While most of these men are gone now, Gene was able to share the day with his family and the two brothers he has left. He says the monument is a dream come true.
"There's so many. There's 500 or something bricks here. We got a lot more coming," says Ridley.
It all started when a group of friends and veterans were given a project by their commissioner.
"We had a meeting at the courthouse and he said that he would provide the land for us in the park in preparation for a site and we decided that we needed to build a memorial," says Kendrick.
It took two years and a quarter of a million dollars to get to today.
"Huge success, absolutely huge success and veterans will be well-remembered," says Kendrick.
Bruce Kendrick received three purple hearts for his service during the Vietnam War.
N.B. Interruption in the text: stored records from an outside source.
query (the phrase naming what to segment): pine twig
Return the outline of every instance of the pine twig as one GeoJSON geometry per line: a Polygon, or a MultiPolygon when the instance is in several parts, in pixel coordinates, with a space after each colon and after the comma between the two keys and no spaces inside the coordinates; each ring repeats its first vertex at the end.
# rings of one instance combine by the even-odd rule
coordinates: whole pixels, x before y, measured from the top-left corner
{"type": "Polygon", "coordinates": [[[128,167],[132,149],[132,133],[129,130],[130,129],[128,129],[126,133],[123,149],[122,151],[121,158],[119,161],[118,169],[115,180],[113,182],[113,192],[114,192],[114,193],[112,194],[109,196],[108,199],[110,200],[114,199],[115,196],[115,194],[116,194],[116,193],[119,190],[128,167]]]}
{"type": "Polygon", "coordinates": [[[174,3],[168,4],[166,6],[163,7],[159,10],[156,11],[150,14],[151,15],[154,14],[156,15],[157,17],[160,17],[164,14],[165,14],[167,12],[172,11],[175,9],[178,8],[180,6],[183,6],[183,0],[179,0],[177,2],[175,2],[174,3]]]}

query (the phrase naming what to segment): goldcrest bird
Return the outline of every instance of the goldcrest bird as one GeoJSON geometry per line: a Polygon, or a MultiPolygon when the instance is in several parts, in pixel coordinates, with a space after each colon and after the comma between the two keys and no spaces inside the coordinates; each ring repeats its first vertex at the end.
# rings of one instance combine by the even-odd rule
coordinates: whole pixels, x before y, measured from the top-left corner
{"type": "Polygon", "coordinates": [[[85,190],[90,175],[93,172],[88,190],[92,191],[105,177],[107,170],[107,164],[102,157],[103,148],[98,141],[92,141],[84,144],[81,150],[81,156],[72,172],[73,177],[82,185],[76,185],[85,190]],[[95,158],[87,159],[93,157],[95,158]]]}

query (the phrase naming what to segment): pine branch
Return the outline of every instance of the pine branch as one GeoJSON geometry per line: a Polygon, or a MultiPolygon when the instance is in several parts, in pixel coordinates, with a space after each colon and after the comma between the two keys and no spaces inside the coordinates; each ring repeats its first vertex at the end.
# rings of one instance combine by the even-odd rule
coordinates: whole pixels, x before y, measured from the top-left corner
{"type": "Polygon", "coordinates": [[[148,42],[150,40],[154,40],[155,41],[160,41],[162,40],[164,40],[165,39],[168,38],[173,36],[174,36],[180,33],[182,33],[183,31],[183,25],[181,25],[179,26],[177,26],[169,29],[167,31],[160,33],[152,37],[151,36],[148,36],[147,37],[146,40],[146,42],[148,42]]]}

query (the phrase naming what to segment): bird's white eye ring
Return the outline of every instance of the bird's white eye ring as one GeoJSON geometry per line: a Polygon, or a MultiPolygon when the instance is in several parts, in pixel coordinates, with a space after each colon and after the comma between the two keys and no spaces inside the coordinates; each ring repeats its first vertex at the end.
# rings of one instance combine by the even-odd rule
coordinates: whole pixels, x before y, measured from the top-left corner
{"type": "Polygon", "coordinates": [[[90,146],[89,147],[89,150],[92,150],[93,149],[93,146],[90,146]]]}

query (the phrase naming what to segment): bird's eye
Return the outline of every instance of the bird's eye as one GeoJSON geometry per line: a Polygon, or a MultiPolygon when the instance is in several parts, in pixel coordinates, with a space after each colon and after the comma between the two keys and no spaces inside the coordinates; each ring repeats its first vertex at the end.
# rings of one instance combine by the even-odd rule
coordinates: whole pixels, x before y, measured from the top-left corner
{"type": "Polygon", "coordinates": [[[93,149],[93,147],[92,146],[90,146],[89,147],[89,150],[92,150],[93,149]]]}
He says all the names represented here are in some way tied to Murray County.
"For people to realize the sacrifices that soldiers make," says Kendrick.
It's a day these men will never forget. To them it's the best thanks for the sacrifice that comes with the honor of serving your country.
"Freedom is not free, freedom has to be paid for and the bill gets pretty expensive sometimes with a lot of lives," says Kendrick.
The monument begins with 500 names and next to those are another 200 hundred bricks that haven't been named yet. The memorial committee says they're taking orders and will be engraving many more names before the 4th of July.